At the beginning of many academic texts are introductions, forwards, commentaries. Most people jump past this material to get to Chapter 1. Why?
I used to be surprised by how many student told me that they don’t “waste their time” reading that section. But now I understand how we (teachers) have subconsciously indicated that introductory material is irrelevant. You probably skipped it because no teacher ever told you to read it first. Or you had 48 hours write an essay, and you have no idea who the writer is or why you should care. So now, the tendency is to flash past those pages
But they are there for a reason.
Read the Blurb
In every SAT reading passage there as 2-8 lines of text that are in a different font and provide context for the passage.
Don’t skip it!
Those lines can provide vital information that can set the stage for your understanding of the passage.

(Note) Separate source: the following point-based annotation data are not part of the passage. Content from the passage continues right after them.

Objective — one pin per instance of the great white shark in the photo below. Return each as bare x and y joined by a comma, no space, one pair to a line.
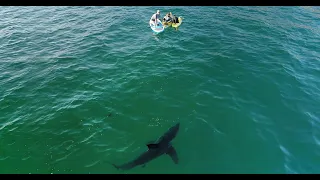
159,147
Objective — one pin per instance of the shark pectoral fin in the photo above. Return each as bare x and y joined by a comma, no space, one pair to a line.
173,154
152,146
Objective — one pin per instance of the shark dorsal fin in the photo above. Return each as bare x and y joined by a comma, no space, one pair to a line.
152,146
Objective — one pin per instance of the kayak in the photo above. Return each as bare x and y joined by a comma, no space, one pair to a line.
156,29
175,25
166,24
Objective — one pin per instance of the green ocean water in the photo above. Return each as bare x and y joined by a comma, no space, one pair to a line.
84,86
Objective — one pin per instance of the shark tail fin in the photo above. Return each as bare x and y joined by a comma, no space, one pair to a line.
152,145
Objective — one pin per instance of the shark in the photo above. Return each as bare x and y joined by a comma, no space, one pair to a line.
162,146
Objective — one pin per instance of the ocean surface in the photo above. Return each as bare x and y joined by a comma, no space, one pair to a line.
83,87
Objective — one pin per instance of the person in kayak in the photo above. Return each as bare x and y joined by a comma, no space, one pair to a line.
174,18
155,17
167,18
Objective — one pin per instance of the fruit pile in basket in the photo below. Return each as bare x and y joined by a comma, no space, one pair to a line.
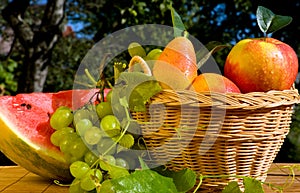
96,146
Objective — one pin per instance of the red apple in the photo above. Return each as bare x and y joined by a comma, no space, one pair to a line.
213,82
261,64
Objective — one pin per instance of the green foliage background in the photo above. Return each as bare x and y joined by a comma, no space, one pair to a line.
223,21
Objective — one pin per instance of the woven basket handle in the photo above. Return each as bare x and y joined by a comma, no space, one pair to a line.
142,62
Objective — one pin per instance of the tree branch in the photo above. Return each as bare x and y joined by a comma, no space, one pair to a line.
13,13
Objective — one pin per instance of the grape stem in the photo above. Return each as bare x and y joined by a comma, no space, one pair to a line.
123,132
142,62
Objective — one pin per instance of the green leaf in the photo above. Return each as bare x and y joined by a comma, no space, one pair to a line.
117,172
252,185
178,25
146,181
269,22
203,56
232,187
184,179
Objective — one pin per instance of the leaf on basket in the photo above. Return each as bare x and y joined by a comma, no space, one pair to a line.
232,187
184,179
252,185
146,181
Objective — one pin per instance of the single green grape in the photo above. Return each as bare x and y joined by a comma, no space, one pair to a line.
154,54
89,181
127,141
79,169
104,144
61,118
108,96
122,163
58,135
93,116
90,158
103,109
78,148
75,187
135,49
83,125
111,125
92,135
81,114
69,158
66,142
106,161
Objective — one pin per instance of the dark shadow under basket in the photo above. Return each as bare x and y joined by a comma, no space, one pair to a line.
217,134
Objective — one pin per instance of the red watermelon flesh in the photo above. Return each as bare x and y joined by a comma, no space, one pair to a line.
25,130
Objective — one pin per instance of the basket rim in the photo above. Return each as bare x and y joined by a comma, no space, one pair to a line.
251,100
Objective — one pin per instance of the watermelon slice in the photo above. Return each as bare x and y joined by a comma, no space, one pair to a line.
25,130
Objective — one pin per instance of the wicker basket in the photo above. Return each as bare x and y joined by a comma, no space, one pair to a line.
217,134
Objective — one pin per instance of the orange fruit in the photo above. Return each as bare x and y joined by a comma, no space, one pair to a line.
213,82
178,54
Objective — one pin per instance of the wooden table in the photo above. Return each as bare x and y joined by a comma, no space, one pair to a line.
15,179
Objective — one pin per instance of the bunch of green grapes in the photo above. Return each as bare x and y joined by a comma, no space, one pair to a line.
93,141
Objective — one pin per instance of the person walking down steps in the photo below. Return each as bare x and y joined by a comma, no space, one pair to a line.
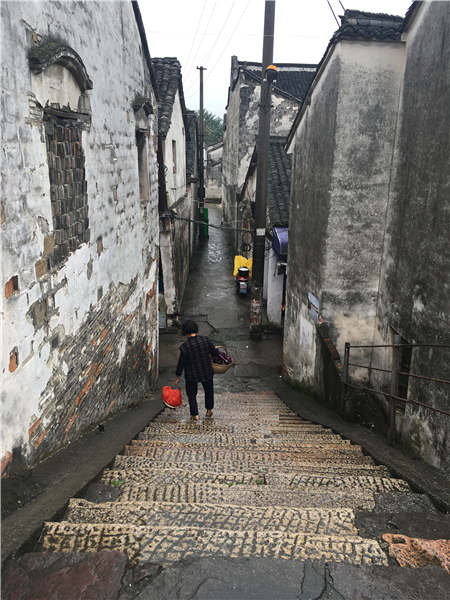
195,360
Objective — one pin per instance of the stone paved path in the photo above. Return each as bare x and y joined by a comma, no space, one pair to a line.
253,481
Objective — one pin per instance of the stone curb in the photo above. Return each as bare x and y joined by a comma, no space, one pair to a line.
74,468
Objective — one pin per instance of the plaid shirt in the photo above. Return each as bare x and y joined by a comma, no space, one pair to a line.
195,358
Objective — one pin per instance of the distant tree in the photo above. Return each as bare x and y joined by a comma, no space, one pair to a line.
213,133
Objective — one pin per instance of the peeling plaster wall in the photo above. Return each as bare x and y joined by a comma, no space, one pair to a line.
214,172
176,255
341,177
415,283
175,182
242,119
274,288
79,341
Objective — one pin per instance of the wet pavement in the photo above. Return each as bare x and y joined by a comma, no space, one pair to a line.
166,462
223,315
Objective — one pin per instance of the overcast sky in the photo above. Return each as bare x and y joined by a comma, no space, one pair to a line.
209,32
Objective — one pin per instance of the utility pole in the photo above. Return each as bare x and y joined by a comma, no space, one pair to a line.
262,153
201,188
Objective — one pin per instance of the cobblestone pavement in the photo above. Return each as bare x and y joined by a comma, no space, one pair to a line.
258,501
225,504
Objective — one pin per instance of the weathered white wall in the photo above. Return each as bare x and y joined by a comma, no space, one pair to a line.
214,172
242,120
342,157
176,182
414,297
86,332
274,289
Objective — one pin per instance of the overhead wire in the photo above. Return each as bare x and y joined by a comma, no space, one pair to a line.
210,69
202,37
196,31
214,44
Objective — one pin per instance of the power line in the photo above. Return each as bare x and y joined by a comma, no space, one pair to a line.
233,33
196,31
214,44
203,36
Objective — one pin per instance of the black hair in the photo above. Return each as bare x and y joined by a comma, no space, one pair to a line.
189,327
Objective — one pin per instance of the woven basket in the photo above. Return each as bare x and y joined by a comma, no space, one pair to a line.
220,369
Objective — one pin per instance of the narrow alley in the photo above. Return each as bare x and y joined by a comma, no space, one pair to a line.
255,502
274,177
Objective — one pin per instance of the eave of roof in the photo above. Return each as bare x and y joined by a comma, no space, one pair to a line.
148,59
344,33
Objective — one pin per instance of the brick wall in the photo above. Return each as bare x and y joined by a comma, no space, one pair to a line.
80,239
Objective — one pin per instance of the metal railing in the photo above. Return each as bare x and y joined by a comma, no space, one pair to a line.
395,372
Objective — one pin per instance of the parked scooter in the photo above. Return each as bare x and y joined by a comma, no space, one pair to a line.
242,281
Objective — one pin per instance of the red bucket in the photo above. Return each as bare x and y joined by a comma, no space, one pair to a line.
171,396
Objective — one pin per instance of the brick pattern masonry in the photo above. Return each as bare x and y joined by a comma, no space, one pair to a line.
68,188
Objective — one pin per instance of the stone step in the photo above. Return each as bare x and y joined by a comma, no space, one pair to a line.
210,426
141,477
161,476
246,457
315,468
241,441
166,545
252,495
304,449
313,521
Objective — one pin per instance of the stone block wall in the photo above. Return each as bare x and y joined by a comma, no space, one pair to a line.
79,239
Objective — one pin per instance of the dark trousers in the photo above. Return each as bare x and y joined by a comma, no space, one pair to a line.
191,391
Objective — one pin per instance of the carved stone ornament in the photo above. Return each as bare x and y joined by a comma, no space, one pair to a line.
49,53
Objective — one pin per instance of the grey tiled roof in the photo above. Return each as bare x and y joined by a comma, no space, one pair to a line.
279,183
168,80
359,25
292,81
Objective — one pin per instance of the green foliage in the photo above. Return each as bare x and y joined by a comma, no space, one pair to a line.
213,132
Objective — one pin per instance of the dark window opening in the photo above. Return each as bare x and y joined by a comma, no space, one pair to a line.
174,155
160,277
144,183
68,186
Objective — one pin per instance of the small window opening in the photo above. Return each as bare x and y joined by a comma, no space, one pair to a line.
144,183
174,155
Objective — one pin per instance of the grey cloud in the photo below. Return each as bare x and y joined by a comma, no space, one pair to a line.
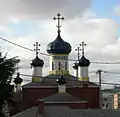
43,8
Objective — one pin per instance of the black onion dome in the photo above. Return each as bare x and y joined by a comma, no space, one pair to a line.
83,62
37,62
75,66
61,80
58,46
18,80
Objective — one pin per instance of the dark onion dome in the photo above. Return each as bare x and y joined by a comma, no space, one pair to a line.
75,66
61,80
37,62
18,80
83,62
58,46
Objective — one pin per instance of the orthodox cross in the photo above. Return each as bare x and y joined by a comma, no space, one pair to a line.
58,18
82,49
36,49
78,52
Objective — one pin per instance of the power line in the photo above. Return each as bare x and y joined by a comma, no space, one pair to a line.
107,83
49,55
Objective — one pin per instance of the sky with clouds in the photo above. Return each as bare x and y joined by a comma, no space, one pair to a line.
96,22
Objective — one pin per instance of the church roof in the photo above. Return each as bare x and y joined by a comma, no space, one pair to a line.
61,98
50,81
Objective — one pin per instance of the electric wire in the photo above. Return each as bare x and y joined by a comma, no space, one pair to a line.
107,83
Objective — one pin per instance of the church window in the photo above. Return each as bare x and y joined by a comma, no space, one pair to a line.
52,65
65,65
59,66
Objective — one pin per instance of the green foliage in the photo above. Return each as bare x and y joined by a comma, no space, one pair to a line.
7,69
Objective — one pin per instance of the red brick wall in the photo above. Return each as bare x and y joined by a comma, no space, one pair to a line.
30,96
70,105
89,94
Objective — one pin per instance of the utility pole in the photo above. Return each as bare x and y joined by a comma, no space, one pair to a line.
99,75
100,95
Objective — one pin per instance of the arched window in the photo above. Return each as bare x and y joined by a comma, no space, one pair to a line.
52,65
59,66
65,65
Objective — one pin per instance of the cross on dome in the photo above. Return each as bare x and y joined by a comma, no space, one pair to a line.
36,48
58,18
82,49
78,52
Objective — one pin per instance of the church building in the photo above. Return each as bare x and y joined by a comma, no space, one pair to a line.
59,87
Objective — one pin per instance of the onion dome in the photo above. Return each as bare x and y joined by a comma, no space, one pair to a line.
58,46
75,66
83,62
37,62
18,80
61,80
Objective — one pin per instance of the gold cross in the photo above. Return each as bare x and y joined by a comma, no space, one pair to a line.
82,49
58,18
36,49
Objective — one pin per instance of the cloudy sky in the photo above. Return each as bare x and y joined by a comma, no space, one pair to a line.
96,22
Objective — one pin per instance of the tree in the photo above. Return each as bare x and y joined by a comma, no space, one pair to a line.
7,69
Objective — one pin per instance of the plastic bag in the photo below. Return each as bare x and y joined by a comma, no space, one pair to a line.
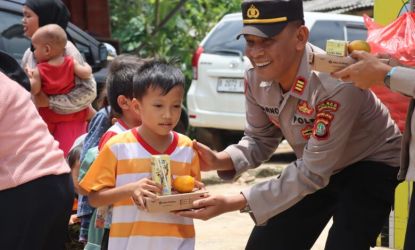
396,39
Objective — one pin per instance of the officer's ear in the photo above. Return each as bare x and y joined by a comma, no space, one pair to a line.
302,37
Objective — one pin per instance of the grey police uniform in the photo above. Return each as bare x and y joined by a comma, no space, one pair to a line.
330,125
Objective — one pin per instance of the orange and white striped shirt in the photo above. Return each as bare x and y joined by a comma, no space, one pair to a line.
126,158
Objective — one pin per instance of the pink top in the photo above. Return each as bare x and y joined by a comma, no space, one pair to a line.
27,150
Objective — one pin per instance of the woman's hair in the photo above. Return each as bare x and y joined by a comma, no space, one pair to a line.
120,79
50,11
157,74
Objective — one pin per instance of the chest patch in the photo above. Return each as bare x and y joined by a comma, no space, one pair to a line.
302,120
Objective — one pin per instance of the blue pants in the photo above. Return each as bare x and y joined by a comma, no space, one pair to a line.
35,215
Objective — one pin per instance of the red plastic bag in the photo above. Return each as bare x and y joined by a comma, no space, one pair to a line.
396,39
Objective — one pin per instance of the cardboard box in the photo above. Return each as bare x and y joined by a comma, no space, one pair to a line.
329,63
174,202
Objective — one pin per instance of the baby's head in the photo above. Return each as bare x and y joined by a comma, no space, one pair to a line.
49,41
120,81
158,95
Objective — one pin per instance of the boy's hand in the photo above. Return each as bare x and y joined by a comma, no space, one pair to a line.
145,188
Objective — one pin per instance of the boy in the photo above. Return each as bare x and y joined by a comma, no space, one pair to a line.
121,173
55,74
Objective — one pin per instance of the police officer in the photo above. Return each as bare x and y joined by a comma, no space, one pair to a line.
347,145
369,71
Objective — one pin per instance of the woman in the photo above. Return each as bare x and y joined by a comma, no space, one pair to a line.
39,13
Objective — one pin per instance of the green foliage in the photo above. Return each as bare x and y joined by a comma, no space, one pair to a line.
135,23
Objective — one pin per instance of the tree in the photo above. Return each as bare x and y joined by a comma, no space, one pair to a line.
166,28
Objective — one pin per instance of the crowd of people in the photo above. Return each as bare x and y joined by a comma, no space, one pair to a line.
350,156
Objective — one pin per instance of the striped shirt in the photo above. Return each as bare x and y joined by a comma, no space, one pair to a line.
126,158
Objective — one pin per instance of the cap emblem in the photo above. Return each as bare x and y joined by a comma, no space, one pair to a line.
252,12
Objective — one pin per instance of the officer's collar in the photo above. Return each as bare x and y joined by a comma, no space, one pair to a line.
300,87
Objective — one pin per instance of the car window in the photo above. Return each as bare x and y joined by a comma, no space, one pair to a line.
324,30
12,39
223,39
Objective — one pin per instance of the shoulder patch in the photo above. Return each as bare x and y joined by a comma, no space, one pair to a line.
321,129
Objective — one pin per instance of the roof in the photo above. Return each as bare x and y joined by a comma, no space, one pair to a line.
336,6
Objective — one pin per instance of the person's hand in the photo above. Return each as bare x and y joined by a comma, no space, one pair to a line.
145,188
207,156
368,71
41,100
213,205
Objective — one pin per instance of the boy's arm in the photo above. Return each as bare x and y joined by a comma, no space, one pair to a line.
83,71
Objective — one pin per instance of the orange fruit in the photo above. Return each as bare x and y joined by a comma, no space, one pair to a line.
358,45
184,183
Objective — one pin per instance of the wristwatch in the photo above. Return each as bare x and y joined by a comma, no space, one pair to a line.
388,76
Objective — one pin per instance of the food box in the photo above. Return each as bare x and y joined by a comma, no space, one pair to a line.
329,63
161,173
173,202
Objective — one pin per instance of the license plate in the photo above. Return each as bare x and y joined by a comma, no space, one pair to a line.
233,85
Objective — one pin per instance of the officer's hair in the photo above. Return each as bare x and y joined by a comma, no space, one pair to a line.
120,79
157,74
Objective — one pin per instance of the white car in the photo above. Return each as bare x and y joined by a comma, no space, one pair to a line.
215,99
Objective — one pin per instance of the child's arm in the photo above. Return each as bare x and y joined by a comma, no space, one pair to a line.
35,81
136,190
83,71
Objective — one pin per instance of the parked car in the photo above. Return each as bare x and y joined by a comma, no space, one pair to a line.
215,99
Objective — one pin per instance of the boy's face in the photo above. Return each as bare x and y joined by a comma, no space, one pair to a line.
160,113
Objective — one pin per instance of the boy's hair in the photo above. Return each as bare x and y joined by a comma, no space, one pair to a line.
120,79
74,155
53,35
157,74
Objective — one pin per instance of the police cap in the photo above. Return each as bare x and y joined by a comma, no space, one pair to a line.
267,18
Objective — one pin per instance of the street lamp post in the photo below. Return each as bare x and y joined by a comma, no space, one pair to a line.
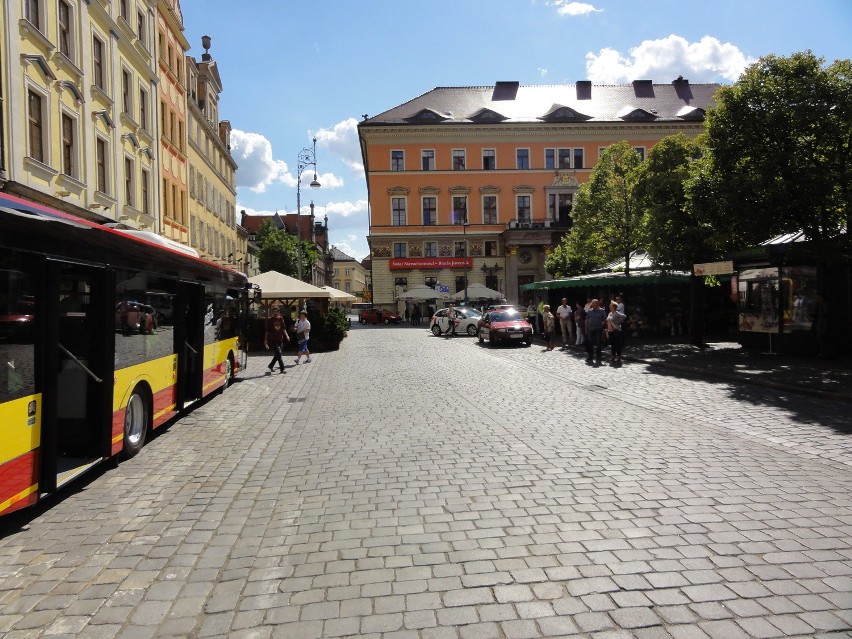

One key element is when the passage was written. A fiction passage written in 1910 will have longer sentences and vocabulary used in less familiar ways. Additionally, the customs and behavior of people in the passage may be less familiar. For the History passages, you should not the date because it will give you a clue to what the topic is. Passages written in the late 1700s are primarily about the United States as a new nation and decisions about its governmental structure. Passages from the 1960s are probably related to civil and worker’s rights. Knowing when a passage was written can provide valuable clues to its content.
The introductory material may also tell you the topic the passage will deal with. Whether the passage is about bees or slavery or a marriage proposal, you will understand it better if you know the topic before you start reading. You can prime your mind for SAT reading by just being aware of the topic to come.
Prime your Mind for SAT Reading
Read the introductory material and pause for a few seconds to allow you brain to consider what information it already has on that topic. This will speed up your reading and improve overall comprehension.
Several studies have been done on the effects of previewing material before reading and its effect on reading comprehension. Overall the understanding is that if you prime your mind , you will improve your overall understanding of the text.
Sometimes the answer is in the Blurb
Occasionally, they key to the answer to a question is found in that introductory material. The test makers know that students tend to skip over this material, and so sometimes they hide the answer there. Don’t fall for the trap.
Pay attention to everything related to the passages (including the fine print under infographics). The College Board spends money on every word in the test booklet and so if it wasn’t important, it wouldn’t be there.